Il fronça les sourcils visiblement agacé mais eu la gentillesse de me laisser passer avant lui. Sans réclamer mon dû et après un minuscule et quasiment silencieux "merci" je m'assis à la première place qui s'offrait à moi à l'avant du bus.
Durant ce week-end passé chez moi en compagnie de Katy, j'avais renoncé à essayer de le comprendre, cela ne faisait que m'embrouiller l'esprit.
Icare quant à lui, continua son chemin normalement et prit place tout au fond du bus. J'étais impatiente de retrouver Katy et les jumeaux. À la descente du bus, je vis Garett et Victor qui m'attendaient de pied ferme. Je n'eus même pas le temps de les saluer, qu'ils m'attrapèrent chacun un bras pour me tirer de force je ne sais où, Icare lui, suivait le pas derrière nous.
- Coucou les garçons, moi aussi je suis contente de vous voir, mais on va où comme ça ?
Ils m'ignorèrent totalement. J'étais déjà épuisée par leur comportement, et dire que j'allais passer quatre jours avec eux...

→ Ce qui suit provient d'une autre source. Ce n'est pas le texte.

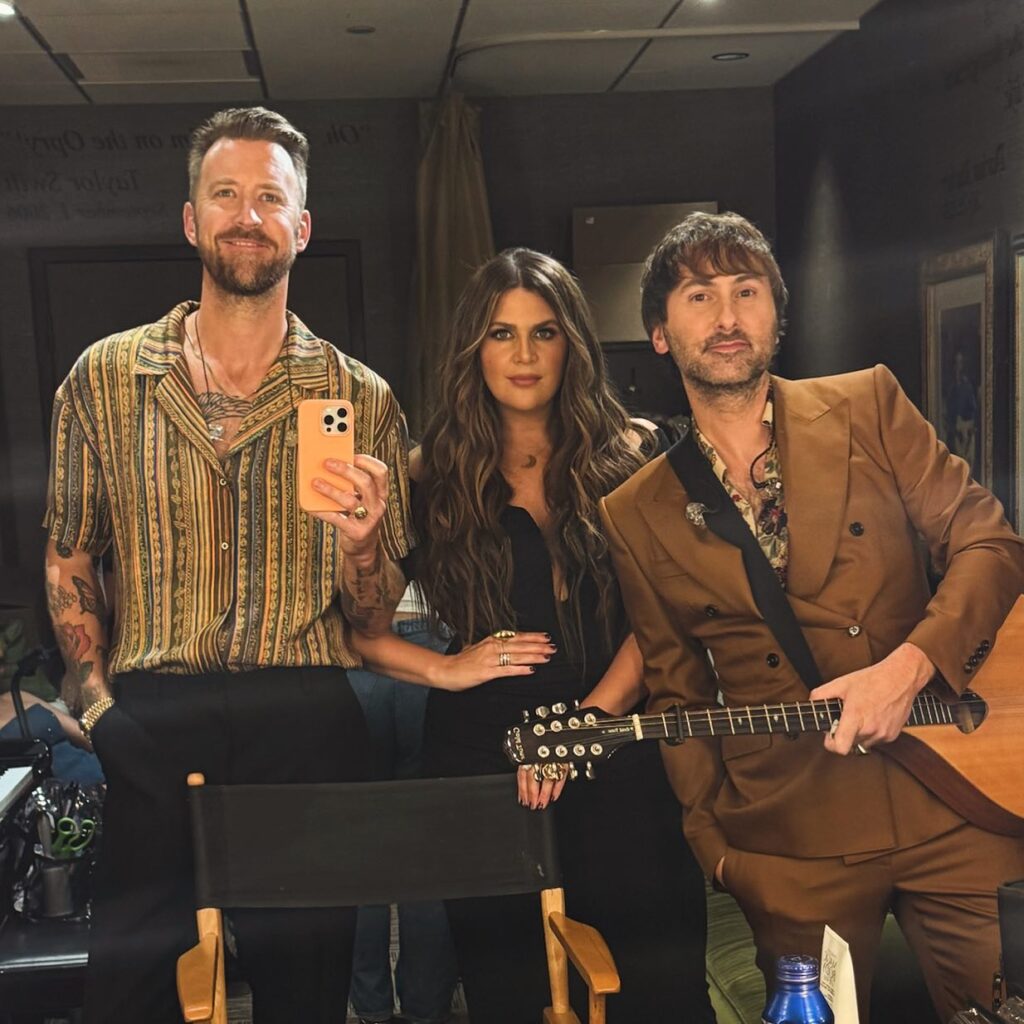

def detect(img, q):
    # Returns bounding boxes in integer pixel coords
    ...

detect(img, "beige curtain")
[408,92,495,434]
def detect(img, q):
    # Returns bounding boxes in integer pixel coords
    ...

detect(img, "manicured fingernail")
[529,667,536,673]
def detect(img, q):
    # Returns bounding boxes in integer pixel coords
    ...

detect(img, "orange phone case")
[297,399,356,513]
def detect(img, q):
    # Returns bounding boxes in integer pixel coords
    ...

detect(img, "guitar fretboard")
[633,691,964,742]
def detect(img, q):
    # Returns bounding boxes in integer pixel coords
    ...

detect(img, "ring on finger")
[532,765,544,783]
[498,651,512,668]
[352,505,369,520]
[492,629,516,640]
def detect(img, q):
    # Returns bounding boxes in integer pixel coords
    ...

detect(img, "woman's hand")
[517,763,570,809]
[436,632,556,691]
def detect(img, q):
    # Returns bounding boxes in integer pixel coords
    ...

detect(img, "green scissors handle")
[52,817,95,857]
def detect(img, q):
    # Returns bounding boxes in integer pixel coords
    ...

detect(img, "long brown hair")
[416,248,647,660]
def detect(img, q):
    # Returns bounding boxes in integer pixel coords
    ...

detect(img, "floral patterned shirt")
[693,394,789,586]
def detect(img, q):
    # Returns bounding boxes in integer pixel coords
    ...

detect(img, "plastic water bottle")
[762,954,835,1024]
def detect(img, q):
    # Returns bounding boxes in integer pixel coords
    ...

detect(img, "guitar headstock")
[503,702,636,778]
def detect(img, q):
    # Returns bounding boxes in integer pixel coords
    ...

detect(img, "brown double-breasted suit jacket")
[601,365,1024,877]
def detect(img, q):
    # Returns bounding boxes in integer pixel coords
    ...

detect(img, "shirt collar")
[133,300,331,392]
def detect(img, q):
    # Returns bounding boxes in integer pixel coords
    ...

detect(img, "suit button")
[849,522,864,536]
[968,654,979,666]
[980,639,991,650]
[704,604,718,618]
[847,625,861,637]
[963,662,974,674]
[766,652,780,668]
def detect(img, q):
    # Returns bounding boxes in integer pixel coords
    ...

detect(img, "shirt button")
[220,542,229,551]
[849,522,864,536]
[766,652,780,668]
[704,604,718,618]
[963,662,974,674]
[219,477,228,486]
[847,625,862,637]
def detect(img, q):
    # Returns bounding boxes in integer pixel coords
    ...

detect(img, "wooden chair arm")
[547,911,621,995]
[543,1009,583,1024]
[176,932,219,1022]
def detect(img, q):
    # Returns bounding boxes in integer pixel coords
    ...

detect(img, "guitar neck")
[632,691,961,743]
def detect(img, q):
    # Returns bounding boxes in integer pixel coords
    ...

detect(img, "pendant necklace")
[186,311,293,444]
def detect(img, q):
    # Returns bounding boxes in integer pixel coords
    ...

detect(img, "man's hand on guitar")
[810,642,935,756]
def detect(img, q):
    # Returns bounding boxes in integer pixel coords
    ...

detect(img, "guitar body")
[887,595,1024,836]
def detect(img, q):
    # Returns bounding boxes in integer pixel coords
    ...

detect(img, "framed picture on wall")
[1014,234,1024,533]
[921,238,995,489]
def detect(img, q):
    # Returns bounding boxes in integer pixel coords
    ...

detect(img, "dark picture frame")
[921,239,996,489]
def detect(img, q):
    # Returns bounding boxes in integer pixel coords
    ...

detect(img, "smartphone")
[297,399,356,513]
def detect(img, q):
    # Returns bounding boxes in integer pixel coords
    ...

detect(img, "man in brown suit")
[600,211,1024,1021]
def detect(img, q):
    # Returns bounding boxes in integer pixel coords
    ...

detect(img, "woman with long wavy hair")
[353,248,714,1024]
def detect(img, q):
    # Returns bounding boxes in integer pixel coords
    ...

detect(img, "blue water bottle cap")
[775,954,821,984]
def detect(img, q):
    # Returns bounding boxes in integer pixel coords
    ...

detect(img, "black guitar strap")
[665,425,824,689]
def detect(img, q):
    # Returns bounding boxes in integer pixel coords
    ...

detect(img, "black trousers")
[84,666,370,1024]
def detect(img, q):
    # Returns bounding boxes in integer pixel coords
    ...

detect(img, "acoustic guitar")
[504,596,1024,836]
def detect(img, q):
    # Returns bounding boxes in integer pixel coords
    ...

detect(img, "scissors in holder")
[52,817,95,858]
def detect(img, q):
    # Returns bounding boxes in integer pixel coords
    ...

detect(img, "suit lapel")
[774,375,851,599]
[637,456,755,613]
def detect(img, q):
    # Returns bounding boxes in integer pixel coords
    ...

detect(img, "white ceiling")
[0,0,884,106]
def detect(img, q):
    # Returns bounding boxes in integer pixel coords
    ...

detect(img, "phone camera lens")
[323,414,335,426]
[339,422,349,433]
[338,407,348,418]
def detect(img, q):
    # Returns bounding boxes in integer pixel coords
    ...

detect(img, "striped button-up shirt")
[45,300,413,676]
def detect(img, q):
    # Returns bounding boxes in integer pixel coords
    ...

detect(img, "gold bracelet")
[79,696,115,738]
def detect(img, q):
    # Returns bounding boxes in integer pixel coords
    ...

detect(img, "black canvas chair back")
[179,772,619,1024]
[189,773,561,908]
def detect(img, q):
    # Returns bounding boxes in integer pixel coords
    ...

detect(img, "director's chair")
[176,772,620,1024]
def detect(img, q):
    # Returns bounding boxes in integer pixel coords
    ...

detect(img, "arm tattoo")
[46,580,76,616]
[340,550,402,632]
[54,622,95,688]
[72,574,105,617]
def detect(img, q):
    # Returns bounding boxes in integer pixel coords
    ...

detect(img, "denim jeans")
[348,618,458,1024]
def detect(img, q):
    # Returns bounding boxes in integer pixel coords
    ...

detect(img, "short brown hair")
[187,106,309,206]
[640,211,788,336]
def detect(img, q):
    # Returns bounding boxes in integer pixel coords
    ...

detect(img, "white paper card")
[820,925,859,1024]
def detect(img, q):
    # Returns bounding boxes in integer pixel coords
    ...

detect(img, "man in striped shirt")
[44,107,412,1024]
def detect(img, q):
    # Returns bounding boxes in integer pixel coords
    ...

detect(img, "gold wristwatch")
[79,696,115,738]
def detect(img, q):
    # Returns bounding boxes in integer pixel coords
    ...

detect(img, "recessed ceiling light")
[0,2,17,18]
[712,51,750,61]
[346,24,376,35]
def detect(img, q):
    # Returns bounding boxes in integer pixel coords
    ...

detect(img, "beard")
[668,324,779,402]
[197,228,296,298]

Je voulus m'énerver lorsque je compris enfin où nous nous dirigions. Nous arrivâmes devant un groupe d'élèves que je reconnus comme étant ma classe. Mademoiselle Hélène me vit, et afficha son plus grand sourire. Derrière elle, se trouvait Katy, qui trépignait d'impatience.
- Aaahh ! Voilà les retardataires, un peu plus et nous partions sans vous ! Lança notre enseignante en soupirant.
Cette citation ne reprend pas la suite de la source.